2.1 Penilaian Kesesuaian Standarisasi di Bidang Perdagangan Di era bebas perdagangan internasional, kualitas barang dan jasa yang melalui lintas negara tetap harus menjadi kriteria utama dalam bertransaksi. Selain harga, kesesuaian produk produk yang dimaksud dengan standar yang telah ditentukan juga menjadi ukuran. Perdagangan yang bebas dan terbuka sudah menjadi pilihan sejak selesainya Perang Dunia II. Disepakatinya General Agreement on Tariff and Trade(GATT) pada tahun 1947 oleh 23 negara menjadi titik awal kesepakatan perdagangan internasional. Dalam rentang waktu sekitar setengah abad, kesepakatan ini meluas dengan melibatkan nyaris sebagian besar negara-negara yang ada di dunia. Apalagi, kemudian muncul World Trade Organization (WTO) yang menggantikan peran GATT dalam mengatur transaksi perdagangan antarnegara antarbenua, sehingga transaksi menjadi lebih efisien dan saling menguntungkan. Salah satu poin terpenting dalam perdagangan antarnegara adalah adanya kesamaan standar, kesamaan bahasa, kesamaan aturan, sehingga setiap produk barang atau jasa yang dijual di setiap negara memberikan manfaat bagi konsumen di negara tersebut, juga menciptakan iklim persaingan usaha yang sehat. Banyak negara tujuan ekspor menuntut persyaratan standar. Hal itu terbukti dengan beberapa kasus penolakan barang dari Indonesia ke luar negeri karena produk yang dijual tidak memenuhi persyaratan standar negara tujuan.
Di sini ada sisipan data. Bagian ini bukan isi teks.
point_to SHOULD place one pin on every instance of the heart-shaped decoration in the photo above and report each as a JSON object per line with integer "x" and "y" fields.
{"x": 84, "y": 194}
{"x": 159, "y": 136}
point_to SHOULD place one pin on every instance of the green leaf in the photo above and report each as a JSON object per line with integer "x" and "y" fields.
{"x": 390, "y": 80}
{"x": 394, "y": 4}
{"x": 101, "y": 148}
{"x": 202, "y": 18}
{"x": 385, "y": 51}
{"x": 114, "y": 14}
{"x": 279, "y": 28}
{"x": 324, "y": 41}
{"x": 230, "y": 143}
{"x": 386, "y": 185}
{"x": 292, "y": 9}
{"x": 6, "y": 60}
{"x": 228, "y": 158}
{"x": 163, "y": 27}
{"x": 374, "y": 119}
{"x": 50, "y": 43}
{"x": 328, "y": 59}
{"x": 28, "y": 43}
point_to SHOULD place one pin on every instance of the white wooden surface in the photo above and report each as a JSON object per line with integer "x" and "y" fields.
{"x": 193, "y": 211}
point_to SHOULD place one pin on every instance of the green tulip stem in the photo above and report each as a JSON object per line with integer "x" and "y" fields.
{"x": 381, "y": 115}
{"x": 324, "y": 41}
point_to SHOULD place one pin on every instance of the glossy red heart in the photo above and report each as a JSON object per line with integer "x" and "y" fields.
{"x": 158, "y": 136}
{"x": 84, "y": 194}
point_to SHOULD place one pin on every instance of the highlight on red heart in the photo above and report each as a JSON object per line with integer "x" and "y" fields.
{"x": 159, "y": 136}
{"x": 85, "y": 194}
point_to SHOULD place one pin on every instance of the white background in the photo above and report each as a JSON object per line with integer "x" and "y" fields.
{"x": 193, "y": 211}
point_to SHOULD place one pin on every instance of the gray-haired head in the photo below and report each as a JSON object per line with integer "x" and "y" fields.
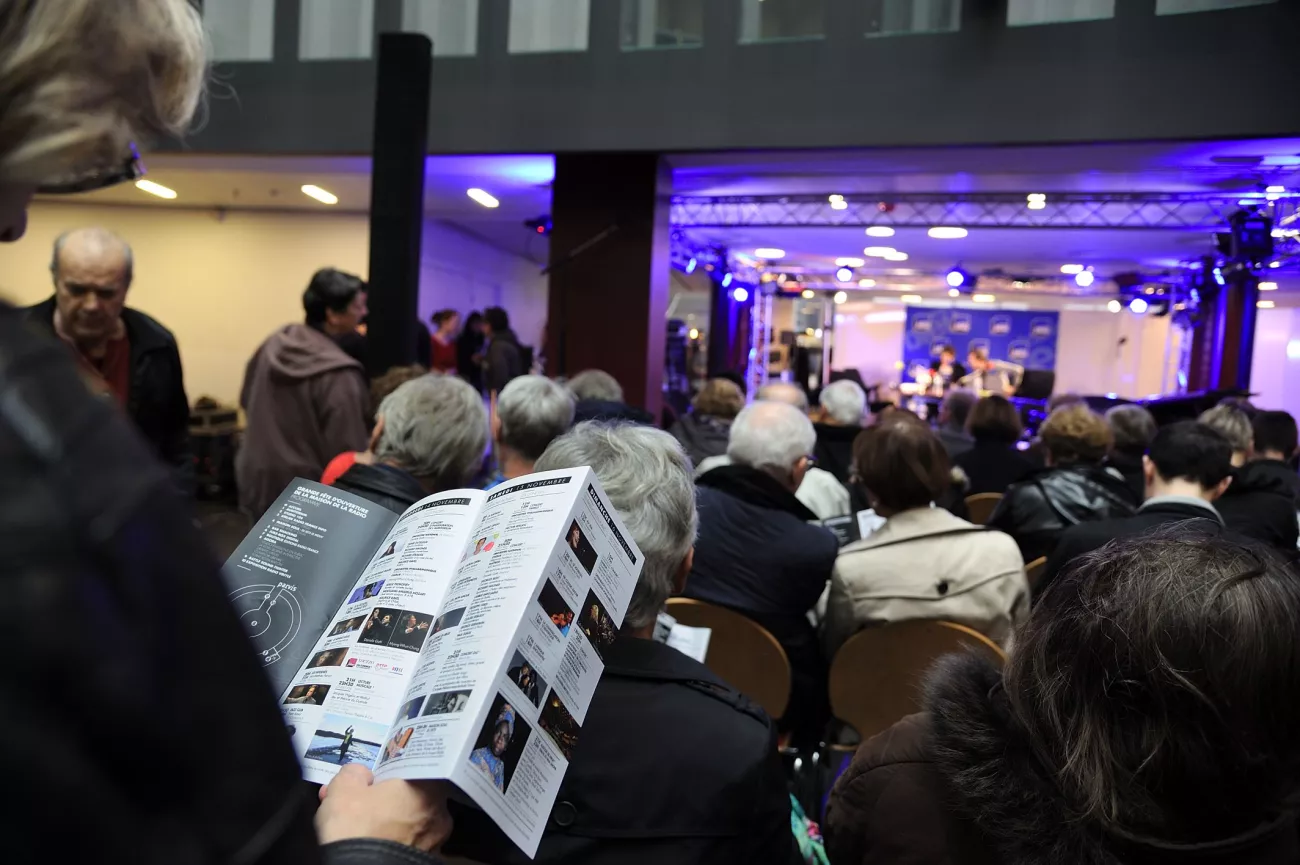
{"x": 648, "y": 478}
{"x": 436, "y": 428}
{"x": 844, "y": 402}
{"x": 783, "y": 392}
{"x": 94, "y": 243}
{"x": 532, "y": 411}
{"x": 596, "y": 384}
{"x": 772, "y": 437}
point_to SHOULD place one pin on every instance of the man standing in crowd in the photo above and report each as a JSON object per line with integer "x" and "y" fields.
{"x": 122, "y": 353}
{"x": 1187, "y": 467}
{"x": 304, "y": 397}
{"x": 505, "y": 357}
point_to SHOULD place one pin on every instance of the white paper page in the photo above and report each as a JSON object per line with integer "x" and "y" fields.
{"x": 342, "y": 703}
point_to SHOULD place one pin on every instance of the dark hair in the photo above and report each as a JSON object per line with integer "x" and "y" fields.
{"x": 1191, "y": 452}
{"x": 329, "y": 289}
{"x": 995, "y": 418}
{"x": 1274, "y": 431}
{"x": 497, "y": 319}
{"x": 1157, "y": 682}
{"x": 901, "y": 461}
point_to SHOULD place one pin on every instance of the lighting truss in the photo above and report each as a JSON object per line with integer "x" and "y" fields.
{"x": 1186, "y": 211}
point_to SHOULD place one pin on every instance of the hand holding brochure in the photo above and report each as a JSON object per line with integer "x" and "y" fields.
{"x": 459, "y": 641}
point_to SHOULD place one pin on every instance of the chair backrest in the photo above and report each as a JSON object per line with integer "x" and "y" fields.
{"x": 982, "y": 506}
{"x": 876, "y": 675}
{"x": 1034, "y": 570}
{"x": 741, "y": 652}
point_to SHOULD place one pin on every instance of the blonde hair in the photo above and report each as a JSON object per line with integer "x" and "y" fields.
{"x": 79, "y": 79}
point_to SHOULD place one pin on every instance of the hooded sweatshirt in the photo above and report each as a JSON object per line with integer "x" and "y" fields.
{"x": 306, "y": 402}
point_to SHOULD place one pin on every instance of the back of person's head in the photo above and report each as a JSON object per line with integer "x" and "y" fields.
{"x": 648, "y": 478}
{"x": 1274, "y": 433}
{"x": 532, "y": 412}
{"x": 81, "y": 79}
{"x": 844, "y": 402}
{"x": 995, "y": 418}
{"x": 1190, "y": 450}
{"x": 1158, "y": 684}
{"x": 1132, "y": 428}
{"x": 436, "y": 428}
{"x": 956, "y": 407}
{"x": 719, "y": 398}
{"x": 597, "y": 385}
{"x": 901, "y": 462}
{"x": 497, "y": 319}
{"x": 1233, "y": 424}
{"x": 1075, "y": 435}
{"x": 784, "y": 392}
{"x": 771, "y": 436}
{"x": 329, "y": 290}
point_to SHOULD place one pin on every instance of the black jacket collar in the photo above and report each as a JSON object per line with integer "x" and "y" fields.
{"x": 1000, "y": 785}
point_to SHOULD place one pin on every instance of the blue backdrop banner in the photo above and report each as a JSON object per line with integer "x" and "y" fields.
{"x": 1019, "y": 336}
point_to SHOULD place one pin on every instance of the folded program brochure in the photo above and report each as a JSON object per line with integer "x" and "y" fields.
{"x": 460, "y": 640}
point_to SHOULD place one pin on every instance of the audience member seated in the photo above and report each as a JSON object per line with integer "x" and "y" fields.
{"x": 599, "y": 397}
{"x": 529, "y": 414}
{"x": 1186, "y": 470}
{"x": 1261, "y": 502}
{"x": 819, "y": 492}
{"x": 429, "y": 439}
{"x": 757, "y": 553}
{"x": 992, "y": 463}
{"x": 674, "y": 765}
{"x": 705, "y": 431}
{"x": 1134, "y": 429}
{"x": 380, "y": 389}
{"x": 923, "y": 563}
{"x": 1157, "y": 729}
{"x": 1074, "y": 488}
{"x": 304, "y": 397}
{"x": 954, "y": 414}
{"x": 837, "y": 422}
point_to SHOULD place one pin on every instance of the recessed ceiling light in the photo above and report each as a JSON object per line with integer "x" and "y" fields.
{"x": 321, "y": 195}
{"x": 482, "y": 198}
{"x": 155, "y": 189}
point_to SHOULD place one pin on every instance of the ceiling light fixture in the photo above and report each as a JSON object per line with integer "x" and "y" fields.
{"x": 157, "y": 189}
{"x": 482, "y": 198}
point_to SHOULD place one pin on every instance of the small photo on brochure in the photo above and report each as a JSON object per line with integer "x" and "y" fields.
{"x": 559, "y": 725}
{"x": 449, "y": 619}
{"x": 411, "y": 630}
{"x": 446, "y": 703}
{"x": 380, "y": 625}
{"x": 597, "y": 625}
{"x": 580, "y": 546}
{"x": 499, "y": 744}
{"x": 342, "y": 740}
{"x": 307, "y": 695}
{"x": 557, "y": 608}
{"x": 330, "y": 658}
{"x": 410, "y": 709}
{"x": 364, "y": 592}
{"x": 525, "y": 678}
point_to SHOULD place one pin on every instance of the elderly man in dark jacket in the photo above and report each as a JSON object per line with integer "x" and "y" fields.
{"x": 758, "y": 554}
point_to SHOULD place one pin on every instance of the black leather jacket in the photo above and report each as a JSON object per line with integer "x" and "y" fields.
{"x": 137, "y": 725}
{"x": 1047, "y": 502}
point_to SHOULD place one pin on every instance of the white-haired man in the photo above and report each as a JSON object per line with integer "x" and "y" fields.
{"x": 674, "y": 765}
{"x": 758, "y": 554}
{"x": 429, "y": 436}
{"x": 528, "y": 415}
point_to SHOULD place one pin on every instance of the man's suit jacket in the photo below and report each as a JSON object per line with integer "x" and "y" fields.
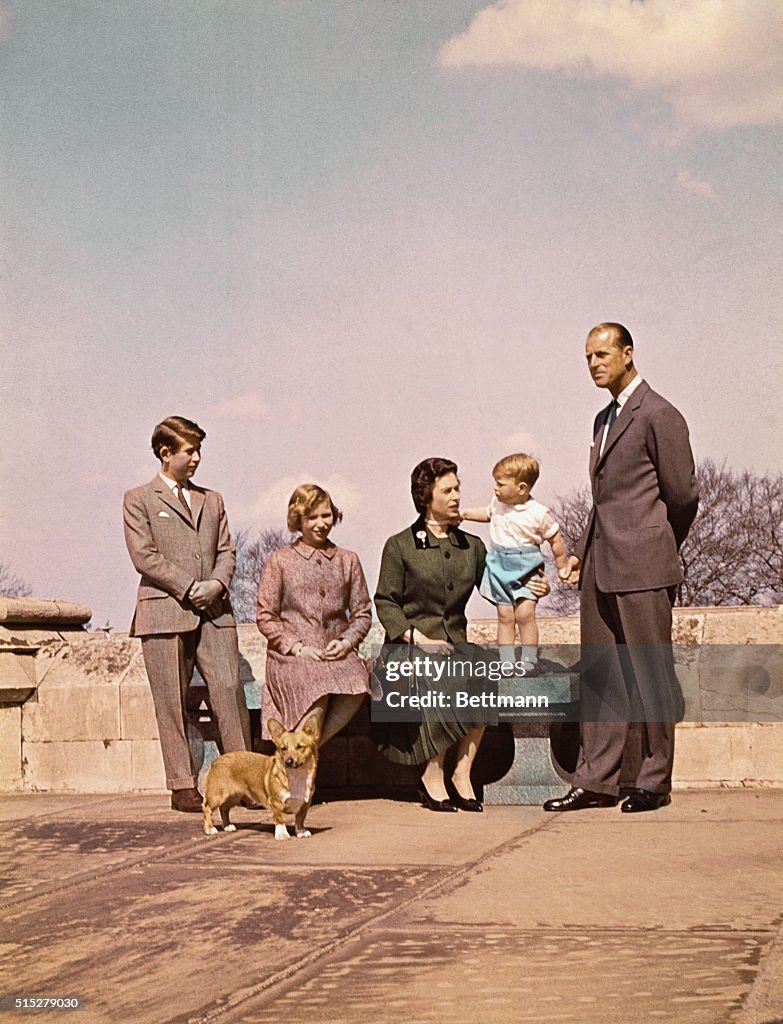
{"x": 172, "y": 551}
{"x": 645, "y": 496}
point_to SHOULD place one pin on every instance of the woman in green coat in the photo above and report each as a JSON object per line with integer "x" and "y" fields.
{"x": 428, "y": 572}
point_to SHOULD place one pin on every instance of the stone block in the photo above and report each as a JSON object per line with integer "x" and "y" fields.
{"x": 712, "y": 755}
{"x": 137, "y": 719}
{"x": 10, "y": 749}
{"x": 17, "y": 676}
{"x": 78, "y": 766}
{"x": 743, "y": 626}
{"x": 74, "y": 712}
{"x": 146, "y": 765}
{"x": 767, "y": 745}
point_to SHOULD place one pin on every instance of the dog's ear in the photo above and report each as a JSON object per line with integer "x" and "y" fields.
{"x": 311, "y": 726}
{"x": 275, "y": 728}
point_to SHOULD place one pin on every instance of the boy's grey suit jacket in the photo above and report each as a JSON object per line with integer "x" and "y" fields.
{"x": 645, "y": 496}
{"x": 172, "y": 551}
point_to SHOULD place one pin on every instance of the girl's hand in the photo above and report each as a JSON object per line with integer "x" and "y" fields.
{"x": 310, "y": 652}
{"x": 338, "y": 649}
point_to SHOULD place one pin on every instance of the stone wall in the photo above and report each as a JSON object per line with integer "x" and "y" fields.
{"x": 76, "y": 714}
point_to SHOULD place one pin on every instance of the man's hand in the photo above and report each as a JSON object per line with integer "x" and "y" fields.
{"x": 338, "y": 649}
{"x": 204, "y": 593}
{"x": 570, "y": 572}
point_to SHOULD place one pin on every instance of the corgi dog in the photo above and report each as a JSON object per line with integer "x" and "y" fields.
{"x": 285, "y": 781}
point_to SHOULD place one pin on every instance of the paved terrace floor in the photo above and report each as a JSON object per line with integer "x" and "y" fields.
{"x": 390, "y": 912}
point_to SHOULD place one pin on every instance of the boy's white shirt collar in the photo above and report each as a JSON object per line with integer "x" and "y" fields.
{"x": 173, "y": 486}
{"x": 626, "y": 392}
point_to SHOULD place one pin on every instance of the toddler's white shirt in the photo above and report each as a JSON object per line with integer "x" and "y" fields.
{"x": 514, "y": 525}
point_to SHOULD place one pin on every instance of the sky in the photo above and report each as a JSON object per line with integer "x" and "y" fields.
{"x": 344, "y": 236}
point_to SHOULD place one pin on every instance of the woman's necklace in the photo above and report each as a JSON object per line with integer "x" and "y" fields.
{"x": 437, "y": 527}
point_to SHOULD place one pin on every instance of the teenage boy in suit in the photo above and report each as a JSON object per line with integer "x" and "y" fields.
{"x": 178, "y": 540}
{"x": 645, "y": 497}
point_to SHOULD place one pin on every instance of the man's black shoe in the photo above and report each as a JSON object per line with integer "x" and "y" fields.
{"x": 644, "y": 800}
{"x": 578, "y": 800}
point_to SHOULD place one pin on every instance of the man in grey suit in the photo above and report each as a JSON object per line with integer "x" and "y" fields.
{"x": 178, "y": 540}
{"x": 645, "y": 497}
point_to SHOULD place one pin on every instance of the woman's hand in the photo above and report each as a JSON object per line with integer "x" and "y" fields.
{"x": 338, "y": 649}
{"x": 539, "y": 585}
{"x": 432, "y": 646}
{"x": 310, "y": 652}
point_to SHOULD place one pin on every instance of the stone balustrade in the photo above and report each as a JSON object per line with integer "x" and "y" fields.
{"x": 76, "y": 714}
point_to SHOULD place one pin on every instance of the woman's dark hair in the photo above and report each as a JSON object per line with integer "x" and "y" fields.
{"x": 424, "y": 477}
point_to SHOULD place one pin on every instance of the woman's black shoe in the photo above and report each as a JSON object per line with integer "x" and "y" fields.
{"x": 434, "y": 805}
{"x": 465, "y": 803}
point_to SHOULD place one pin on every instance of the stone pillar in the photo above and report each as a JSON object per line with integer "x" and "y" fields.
{"x": 28, "y": 627}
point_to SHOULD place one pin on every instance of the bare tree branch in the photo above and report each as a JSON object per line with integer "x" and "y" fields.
{"x": 252, "y": 551}
{"x": 733, "y": 553}
{"x": 10, "y": 584}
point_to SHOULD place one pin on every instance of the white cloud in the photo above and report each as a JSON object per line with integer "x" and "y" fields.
{"x": 271, "y": 504}
{"x": 716, "y": 61}
{"x": 519, "y": 441}
{"x": 249, "y": 408}
{"x": 242, "y": 407}
{"x": 704, "y": 188}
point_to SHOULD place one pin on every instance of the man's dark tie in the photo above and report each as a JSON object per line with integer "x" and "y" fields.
{"x": 183, "y": 500}
{"x": 611, "y": 415}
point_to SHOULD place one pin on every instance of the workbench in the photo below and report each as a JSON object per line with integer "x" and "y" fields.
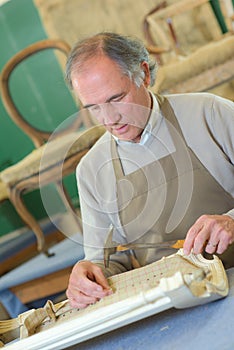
{"x": 206, "y": 327}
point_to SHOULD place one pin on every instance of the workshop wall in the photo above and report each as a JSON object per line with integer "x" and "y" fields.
{"x": 23, "y": 22}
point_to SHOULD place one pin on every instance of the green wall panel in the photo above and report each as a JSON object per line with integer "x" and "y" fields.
{"x": 40, "y": 94}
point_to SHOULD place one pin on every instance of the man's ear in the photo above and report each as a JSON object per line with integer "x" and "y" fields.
{"x": 145, "y": 68}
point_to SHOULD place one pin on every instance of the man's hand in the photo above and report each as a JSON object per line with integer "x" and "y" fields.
{"x": 87, "y": 284}
{"x": 213, "y": 233}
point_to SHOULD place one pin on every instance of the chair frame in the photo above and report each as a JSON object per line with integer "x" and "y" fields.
{"x": 39, "y": 137}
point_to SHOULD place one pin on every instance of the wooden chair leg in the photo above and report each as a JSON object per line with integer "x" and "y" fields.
{"x": 68, "y": 204}
{"x": 16, "y": 199}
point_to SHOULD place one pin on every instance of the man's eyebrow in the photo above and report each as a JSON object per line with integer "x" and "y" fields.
{"x": 108, "y": 100}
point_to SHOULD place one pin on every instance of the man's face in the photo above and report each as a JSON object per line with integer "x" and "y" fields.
{"x": 113, "y": 98}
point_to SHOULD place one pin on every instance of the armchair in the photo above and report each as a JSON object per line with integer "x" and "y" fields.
{"x": 202, "y": 57}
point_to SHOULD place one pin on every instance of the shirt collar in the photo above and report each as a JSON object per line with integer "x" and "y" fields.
{"x": 150, "y": 124}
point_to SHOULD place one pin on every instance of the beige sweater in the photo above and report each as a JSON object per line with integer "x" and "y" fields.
{"x": 207, "y": 123}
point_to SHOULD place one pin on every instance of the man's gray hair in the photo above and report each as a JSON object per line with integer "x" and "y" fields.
{"x": 126, "y": 51}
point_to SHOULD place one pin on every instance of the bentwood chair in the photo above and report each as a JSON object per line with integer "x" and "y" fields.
{"x": 53, "y": 158}
{"x": 196, "y": 44}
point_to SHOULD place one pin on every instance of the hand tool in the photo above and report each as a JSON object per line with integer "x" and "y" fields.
{"x": 111, "y": 247}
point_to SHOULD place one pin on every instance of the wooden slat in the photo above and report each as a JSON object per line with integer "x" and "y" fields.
{"x": 28, "y": 252}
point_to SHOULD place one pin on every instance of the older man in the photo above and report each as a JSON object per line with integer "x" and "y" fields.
{"x": 162, "y": 171}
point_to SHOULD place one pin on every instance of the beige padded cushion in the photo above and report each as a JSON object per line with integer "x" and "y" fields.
{"x": 51, "y": 154}
{"x": 206, "y": 57}
{"x": 3, "y": 191}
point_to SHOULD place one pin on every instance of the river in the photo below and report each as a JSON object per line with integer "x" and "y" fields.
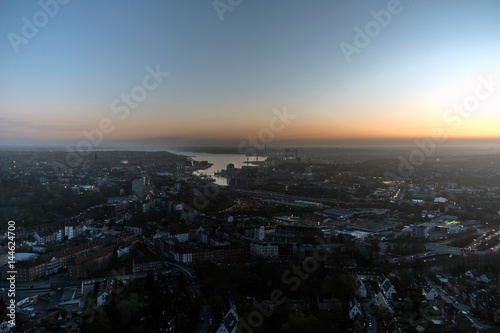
{"x": 219, "y": 161}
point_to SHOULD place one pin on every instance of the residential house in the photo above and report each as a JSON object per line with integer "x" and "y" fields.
{"x": 386, "y": 287}
{"x": 355, "y": 308}
{"x": 230, "y": 321}
{"x": 429, "y": 291}
{"x": 478, "y": 296}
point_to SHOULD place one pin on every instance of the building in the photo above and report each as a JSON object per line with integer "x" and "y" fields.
{"x": 30, "y": 270}
{"x": 386, "y": 287}
{"x": 429, "y": 292}
{"x": 355, "y": 309}
{"x": 146, "y": 264}
{"x": 82, "y": 267}
{"x": 479, "y": 296}
{"x": 266, "y": 250}
{"x": 420, "y": 231}
{"x": 230, "y": 321}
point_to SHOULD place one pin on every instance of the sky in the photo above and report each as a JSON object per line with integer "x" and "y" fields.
{"x": 233, "y": 65}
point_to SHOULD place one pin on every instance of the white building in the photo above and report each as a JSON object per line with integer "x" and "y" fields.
{"x": 420, "y": 231}
{"x": 429, "y": 292}
{"x": 267, "y": 250}
{"x": 354, "y": 309}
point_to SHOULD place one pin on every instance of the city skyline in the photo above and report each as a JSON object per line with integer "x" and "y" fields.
{"x": 419, "y": 69}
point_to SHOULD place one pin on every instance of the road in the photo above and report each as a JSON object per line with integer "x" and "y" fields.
{"x": 459, "y": 306}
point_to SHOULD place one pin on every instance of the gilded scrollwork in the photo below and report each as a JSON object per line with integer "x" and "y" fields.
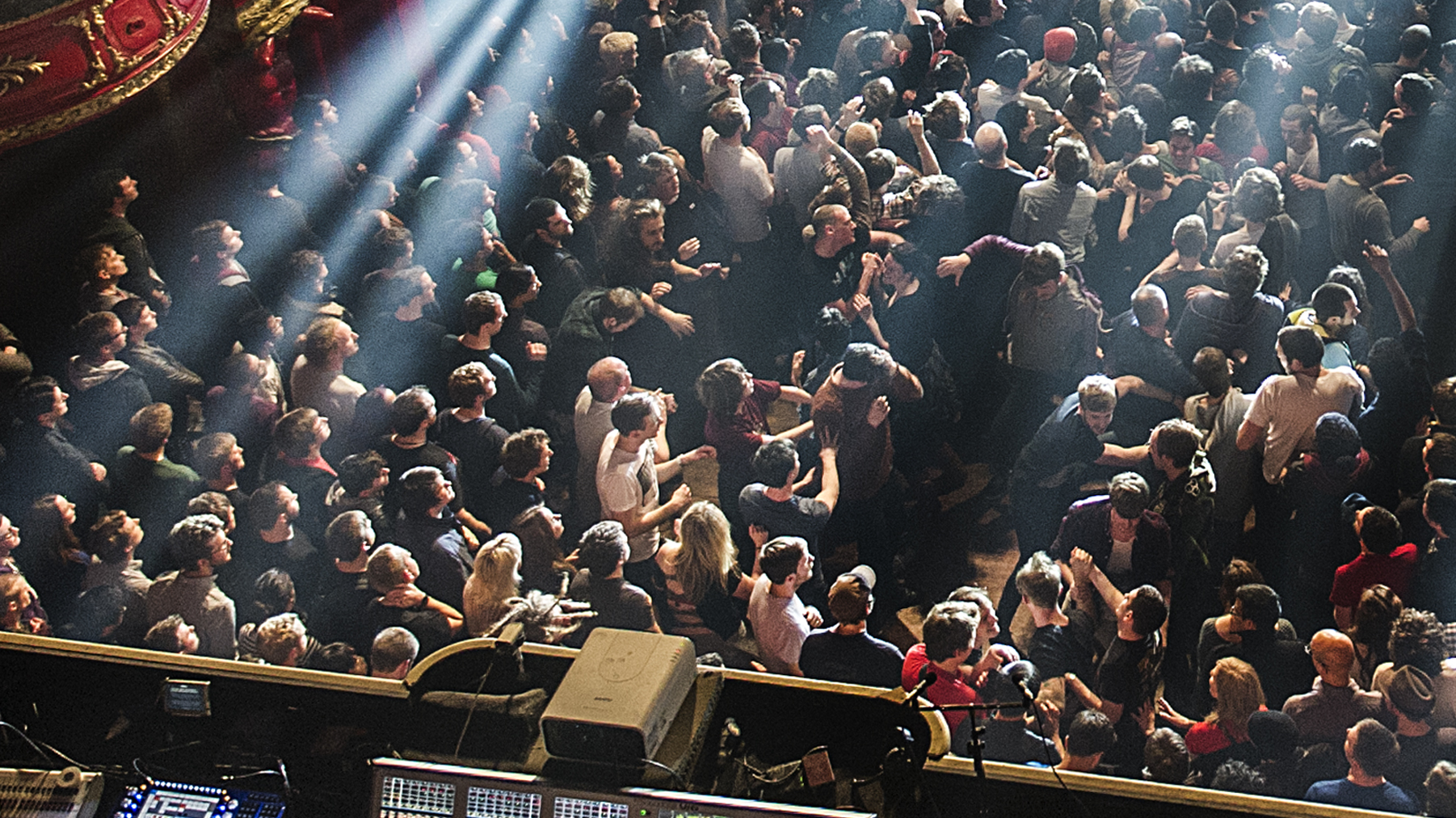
{"x": 16, "y": 70}
{"x": 110, "y": 99}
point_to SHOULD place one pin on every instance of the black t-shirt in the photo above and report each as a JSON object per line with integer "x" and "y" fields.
{"x": 858, "y": 658}
{"x": 616, "y": 603}
{"x": 1062, "y": 442}
{"x": 1058, "y": 649}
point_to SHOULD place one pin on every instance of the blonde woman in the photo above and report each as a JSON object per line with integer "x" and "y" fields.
{"x": 492, "y": 584}
{"x": 702, "y": 580}
{"x": 1225, "y": 732}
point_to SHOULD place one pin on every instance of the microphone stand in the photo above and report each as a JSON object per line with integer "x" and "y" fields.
{"x": 976, "y": 745}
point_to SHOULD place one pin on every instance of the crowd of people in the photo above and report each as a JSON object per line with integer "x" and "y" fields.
{"x": 1162, "y": 266}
Penolakan ikan tuna di pasar Eropa atau mi instan di Taiwan beberapa waktu silam menunjukkan betapa negara tujuan ekspor sangat ketat dalam menyeleksi produk yang akan masuk ke negaranya. Untuk penerapan standar sendiri membuka peluang pasar bagi produsen. Yakni pasar yang telah ada maupun pasar baru. Keberadaan standar mempunyai efek penting terhadap inovasi. Standar menyediakan informasi yang mendorong proses inovasi dengan cara mengembangkan teknologi yang dapat membuat produk lebih baik, aman dan lebih efisien. Dalam kepentingan usaha perdagangan merupakan salah satu hal untuk meningkatkan produktivitas usahanya. Dengan ditunjang adanya penilaian kesesuian standar dapat



berkontribusi dalam daya saing perusahaan lain, dapat membentuk produk perusahaan ketingkat nasional dalam bersaing di pasar global, dan meningkatkan jaminan mutu produk.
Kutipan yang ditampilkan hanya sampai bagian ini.